Kemarin saya nemuin profil seorang perempuan pengusaha berlatar belakang pendidikan formal sbg apoteker namun bergelut di bidang usaha kreatif sbg fashion designer. Cool!
Saya juga ingin seperti itu… meretas identitas melalui sesuatu yang saya senangi, sesuatu yang menjadi pelecut semangat hidup saya.
Agaknya banyak perenungan tentang identitas yang telah saya lakukan selama ini, namun tak kunjung saya menemui jawaban yang “melegakan”
Foto ini adalah foto saat akad nikah saya, dan sangat terlihat betapa tegangnya saya… ooh bukan, bukan karena ada banyak kamera! Tapi saat itu saya pun sudah berpikir tentang perubahan status yang pastinya akan mengubah identitas saya, seumur hidup!
So… about being somebody…
Menjadi “orang”…
Siapa sih orang yang sudah menjadi “orang” itu?

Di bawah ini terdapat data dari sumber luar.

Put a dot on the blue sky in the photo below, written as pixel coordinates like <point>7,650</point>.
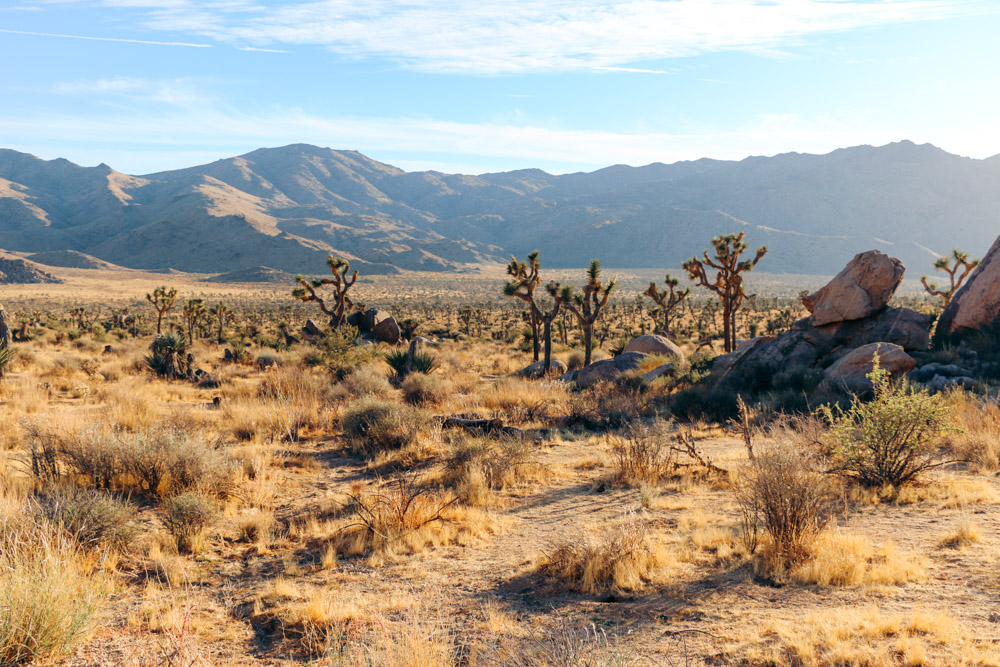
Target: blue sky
<point>462,86</point>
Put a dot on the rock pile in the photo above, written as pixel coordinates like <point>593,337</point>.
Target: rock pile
<point>849,319</point>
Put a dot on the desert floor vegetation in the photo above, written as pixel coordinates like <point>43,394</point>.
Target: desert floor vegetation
<point>303,503</point>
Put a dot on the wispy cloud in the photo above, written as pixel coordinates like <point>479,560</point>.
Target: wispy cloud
<point>536,35</point>
<point>106,39</point>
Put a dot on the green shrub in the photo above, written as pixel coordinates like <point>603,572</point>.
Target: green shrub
<point>892,438</point>
<point>372,425</point>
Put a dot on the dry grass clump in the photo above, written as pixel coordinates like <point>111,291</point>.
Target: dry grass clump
<point>481,465</point>
<point>157,461</point>
<point>852,561</point>
<point>852,636</point>
<point>624,558</point>
<point>373,425</point>
<point>49,596</point>
<point>978,438</point>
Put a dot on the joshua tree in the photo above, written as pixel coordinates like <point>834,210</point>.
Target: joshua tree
<point>222,314</point>
<point>194,312</point>
<point>956,274</point>
<point>728,283</point>
<point>588,305</point>
<point>162,299</point>
<point>526,280</point>
<point>341,283</point>
<point>668,299</point>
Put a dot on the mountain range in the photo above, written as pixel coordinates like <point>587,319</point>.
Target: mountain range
<point>289,207</point>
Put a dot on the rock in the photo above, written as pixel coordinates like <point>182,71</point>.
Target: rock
<point>311,330</point>
<point>977,304</point>
<point>864,287</point>
<point>854,366</point>
<point>904,327</point>
<point>372,318</point>
<point>537,369</point>
<point>386,331</point>
<point>659,371</point>
<point>658,345</point>
<point>608,369</point>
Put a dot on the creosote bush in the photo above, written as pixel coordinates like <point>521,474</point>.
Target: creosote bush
<point>892,438</point>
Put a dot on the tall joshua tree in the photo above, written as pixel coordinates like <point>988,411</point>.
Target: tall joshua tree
<point>522,286</point>
<point>194,311</point>
<point>525,276</point>
<point>668,299</point>
<point>588,305</point>
<point>728,282</point>
<point>956,274</point>
<point>162,298</point>
<point>341,283</point>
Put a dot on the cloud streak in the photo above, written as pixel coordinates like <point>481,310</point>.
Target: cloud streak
<point>538,35</point>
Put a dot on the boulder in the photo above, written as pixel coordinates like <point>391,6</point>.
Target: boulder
<point>864,287</point>
<point>608,369</point>
<point>854,366</point>
<point>537,369</point>
<point>372,318</point>
<point>386,331</point>
<point>977,304</point>
<point>658,345</point>
<point>904,327</point>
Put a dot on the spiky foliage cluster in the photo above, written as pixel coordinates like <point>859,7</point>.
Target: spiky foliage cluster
<point>728,282</point>
<point>340,282</point>
<point>168,356</point>
<point>667,299</point>
<point>588,304</point>
<point>957,273</point>
<point>162,298</point>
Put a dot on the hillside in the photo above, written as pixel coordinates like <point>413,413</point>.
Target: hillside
<point>289,207</point>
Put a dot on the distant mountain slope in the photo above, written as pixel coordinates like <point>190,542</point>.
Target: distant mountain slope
<point>289,207</point>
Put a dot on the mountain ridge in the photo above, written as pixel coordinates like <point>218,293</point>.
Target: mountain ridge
<point>290,206</point>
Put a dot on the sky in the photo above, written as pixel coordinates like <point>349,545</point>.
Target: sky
<point>472,87</point>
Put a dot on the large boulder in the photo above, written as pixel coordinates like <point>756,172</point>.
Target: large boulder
<point>864,287</point>
<point>977,304</point>
<point>608,369</point>
<point>658,345</point>
<point>853,367</point>
<point>904,327</point>
<point>386,331</point>
<point>537,369</point>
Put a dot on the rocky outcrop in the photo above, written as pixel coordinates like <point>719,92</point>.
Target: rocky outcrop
<point>863,288</point>
<point>608,369</point>
<point>977,303</point>
<point>658,345</point>
<point>854,367</point>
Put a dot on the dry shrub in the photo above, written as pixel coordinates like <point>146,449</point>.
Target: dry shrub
<point>978,438</point>
<point>157,461</point>
<point>853,636</point>
<point>49,598</point>
<point>92,518</point>
<point>480,465</point>
<point>783,495</point>
<point>622,559</point>
<point>850,560</point>
<point>422,389</point>
<point>372,425</point>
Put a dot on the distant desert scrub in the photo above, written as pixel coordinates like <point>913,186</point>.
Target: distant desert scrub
<point>624,557</point>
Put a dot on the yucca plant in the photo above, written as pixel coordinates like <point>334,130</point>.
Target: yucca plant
<point>168,356</point>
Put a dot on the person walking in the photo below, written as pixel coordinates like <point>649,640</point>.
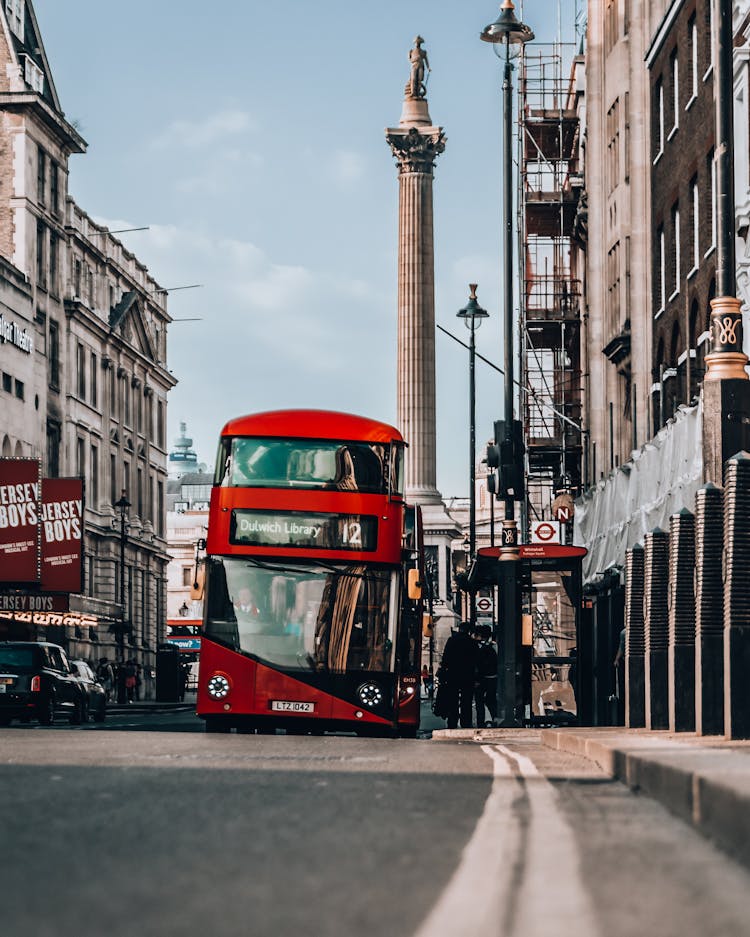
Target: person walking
<point>486,687</point>
<point>458,670</point>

Masyarakat kita akan menyebut sederet kriteria untuk dipenuhi. Pada jaman susah seperti sekarang ini, tentunya kriteria itu akan didasarkan pada pekerjaan dan pundi-pundi rupiah yang dihasilkan dari pekerjaan tersebut. Dan saya, masih saja sensitif bila menyangkut –atau disangkut-pautkan– dengan topik bahasan ini.
***
“bukan siapa-siapa”
Jargon “bukan siapa-siapa” itu mengingatkan saya pada lagu mellow-nya D’Massive yang sering diputar oleh sahabat saya, Chibi, sewaktu kami kerja praktek di RSJ Magelang. Betapa beratnya perjuangan untuk menjadi “siapa-siapa” dan diakui oleh masyarakat.
Saya sesungguhnya enggan memusuhi dunia. Saya lebih memilih menjadi anonim dan tersembunyi, namun bila muncul pertanyaan tentang identitas, sulit bagi saya untuk bersembunyi.
“Sekarang kamu kerja dimana?”
Jawaban apa yang saya berikan?
Sesungguhnya bila saya mampu mengabaikan ego dan benar-benar menjadi anonim, saya menjawab saja bahwa saya tidak bekerja. Namun, jawaban itu sungguh melukai ego saya. Dude, saya bukan pengangguran! Masalahnya adalah bagaimana saya mampu menjelaskan tentang pekerjaan saya, bila saya tidak memiliki sepetak square-box berisi meja kerja dan berkas-berkas, bila saya tidak memiliki kantor yang saya jadikan pijakan, bila saya tidak memiliki sebuah nama instansi untuk mengukuhkan identitas pekerjaan saya?
Saya tidak punya semua itu.
Saya cukup punya kepala beserta isinya, serta kedua tangan yang mampu aktif berkarya…
Seperti yang sudah saya sampaikan, ini adalah tantangan yang berat untuk ego saya… being humble is not easy, at all… selalu ada dorongan untuk “melawan”, untuk menunjukkan “this is me“, semacam pembuktian bahwa saya memang melakukan sesuatu.
Tapi… sebenarnya itu semua ditujukan untuk siapa ya?
Untuk memuaskan dahaga masyarakat penggosip kita yang haus akan bahan bahasan perbincangan sore mereka?
Atau memuaskan ego saya atas gengsi/prestise?
***
Seharusnya saya membuang semua pikiran sampah itu ya? Ya iyalah… 😀
Dan fakta bahwa saya tidak perlu berbagi mimpi saya dengan SEMUA orang, terlebih lagi orang-orang yang senyatanya tidak benar-benar peduli pada mimpi saya ini.